# aktive Internetverbindung ermitteln



## andy_y (12. Sep 2007)

Hallo,
ist es allein in Java machbar, zu ermitteln, ob eine Verbindung zum Internet besteht oder nicht??
Die einzige Möglichkeit, die mir jetzt einfallen würde, wäre zu versuchen, die Verbindung zu einer beliebigen Seite herzustellen. Aber ich möchte das eigentlich nicht so machen. Zum einen weil es nicht immer heissen muss, dass keine Internetverbindung besteht, nur weil der Server der Seite nicht erreichbar war. Zum anderen interessiert's mich auch mal.

Wär schön wenn mir jemand helfen kann...
Danke im Voraus...


----------



## Ullenboom (12. Sep 2007)

Hi,

wenn der Rechner über einen Einwahlrouter geht, ist es schwieriger. Wenn der Rechner selbst die (Einwahl-)Verbindung herstellt, kannst du einfach schauen, ob der Rechner "eine zweite IP-Adresse" hat. Rufe einmal ipconfig mit und ohne Verbindung, dann kannst du einen Unterschied sehen. Jetzt musst du nur noch aus einem Java-Programm ipconfig aufrufen und das Ergebnis parsen.

 Christian


----------



## tuxedo (12. Sep 2007)

Naja, zum einen kannst du checken ob verlässliche webseiten ereichbar sind (google.de, sun.com, ...), zum anderen kannst du schauen ob du Hostnamen in IP-Adressen auflösen kannst. 

Wenn du aber google.de erreichst, hat auch die Auflösung des Hostnamens geklappt. 

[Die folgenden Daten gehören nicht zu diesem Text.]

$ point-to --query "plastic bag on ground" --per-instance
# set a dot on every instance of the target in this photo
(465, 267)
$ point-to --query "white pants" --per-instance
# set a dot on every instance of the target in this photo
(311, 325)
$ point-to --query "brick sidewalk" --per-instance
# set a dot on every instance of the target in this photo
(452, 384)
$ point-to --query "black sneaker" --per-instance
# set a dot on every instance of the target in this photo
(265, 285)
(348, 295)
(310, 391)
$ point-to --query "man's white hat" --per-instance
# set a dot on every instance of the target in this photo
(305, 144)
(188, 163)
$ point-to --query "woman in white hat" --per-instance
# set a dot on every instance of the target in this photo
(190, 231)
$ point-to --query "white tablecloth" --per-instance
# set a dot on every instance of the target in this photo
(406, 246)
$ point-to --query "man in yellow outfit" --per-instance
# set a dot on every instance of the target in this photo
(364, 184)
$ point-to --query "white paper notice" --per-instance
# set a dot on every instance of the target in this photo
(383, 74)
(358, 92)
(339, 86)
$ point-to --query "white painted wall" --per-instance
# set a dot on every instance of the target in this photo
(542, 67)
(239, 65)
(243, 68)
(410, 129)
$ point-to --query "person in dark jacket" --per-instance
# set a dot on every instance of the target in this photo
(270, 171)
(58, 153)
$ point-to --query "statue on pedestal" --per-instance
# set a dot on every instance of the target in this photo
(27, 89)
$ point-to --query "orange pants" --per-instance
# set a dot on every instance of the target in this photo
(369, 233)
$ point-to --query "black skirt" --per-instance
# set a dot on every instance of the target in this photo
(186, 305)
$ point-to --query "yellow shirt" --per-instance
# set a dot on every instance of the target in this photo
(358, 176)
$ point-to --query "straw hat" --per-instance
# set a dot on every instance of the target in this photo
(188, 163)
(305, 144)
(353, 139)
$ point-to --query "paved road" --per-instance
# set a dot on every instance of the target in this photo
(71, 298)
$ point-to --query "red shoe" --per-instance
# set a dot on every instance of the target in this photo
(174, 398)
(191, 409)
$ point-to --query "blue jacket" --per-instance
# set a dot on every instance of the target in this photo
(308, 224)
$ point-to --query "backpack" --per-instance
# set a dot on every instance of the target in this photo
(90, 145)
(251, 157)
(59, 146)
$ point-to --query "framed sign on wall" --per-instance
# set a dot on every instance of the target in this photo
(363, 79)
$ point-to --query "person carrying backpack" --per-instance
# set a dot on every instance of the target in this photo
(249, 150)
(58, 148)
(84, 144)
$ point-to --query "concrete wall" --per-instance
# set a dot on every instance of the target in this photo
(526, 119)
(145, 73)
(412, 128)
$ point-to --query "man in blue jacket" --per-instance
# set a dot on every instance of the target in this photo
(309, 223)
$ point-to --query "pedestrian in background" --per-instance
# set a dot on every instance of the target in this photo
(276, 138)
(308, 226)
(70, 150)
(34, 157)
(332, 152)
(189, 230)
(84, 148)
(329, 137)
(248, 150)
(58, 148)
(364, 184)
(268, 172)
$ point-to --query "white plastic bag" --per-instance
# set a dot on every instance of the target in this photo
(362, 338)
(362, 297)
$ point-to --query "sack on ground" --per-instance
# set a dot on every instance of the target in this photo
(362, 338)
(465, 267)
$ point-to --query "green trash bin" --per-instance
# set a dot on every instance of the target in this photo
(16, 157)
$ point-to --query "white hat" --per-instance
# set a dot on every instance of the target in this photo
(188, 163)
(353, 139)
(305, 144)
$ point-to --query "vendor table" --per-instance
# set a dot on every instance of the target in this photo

Da von Netzwerk zu Netzwerk die Internetverbindung anders aussieht und auch anders aufgebaut wird, gibt es wohl keine Einheitliche Methode (außer prüfen ob du seiten im Internet erreichen kannst) um festzustellen ob du gerade online bist.

- Alex


----------



## HoaX (12. Sep 2007)

Ullenboom hat gesagt.:
			
		

> Hi,
> 
> wenn der Rechner über einen Einwahlrouter geht, ist es schwieriger. Wenn der Rechner selbst die (Einwahl-)Verbindung herstellt, kannst du einfach schauen, ob der Rechner "eine zweite IP-Adresse" hat. Rufe einmal ipconfig mit und ohne Verbindung, dann kannst du einen Unterschied sehen. Jetzt musst du nur noch aus einem Java-Programm ipconfig aufrufen und das Ergebnis parsen.
> 
> Christian



was wenn der rechner noch in einem zweiten netz ist (lan und wlan)? wenn der rechner über firewire verfügt? was wenn es auf dem rechner kein ipconfig gibt (linux,...)?



			
				andy_y hat gesagt.:
			
		

> Die einzige Möglichkeit, die mir jetzt einfallen würde, wäre zu versuchen, die Verbindung zu einer beliebigen Seite herzustellen. Aber ich möchte das eigentlich nicht so machen. Zum einen weil es nicht immer heissen muss, dass keine Internetverbindung besteht, nur weil der Server der Seite nicht erreichbar war. Zum anderen interessiert's mich auch mal.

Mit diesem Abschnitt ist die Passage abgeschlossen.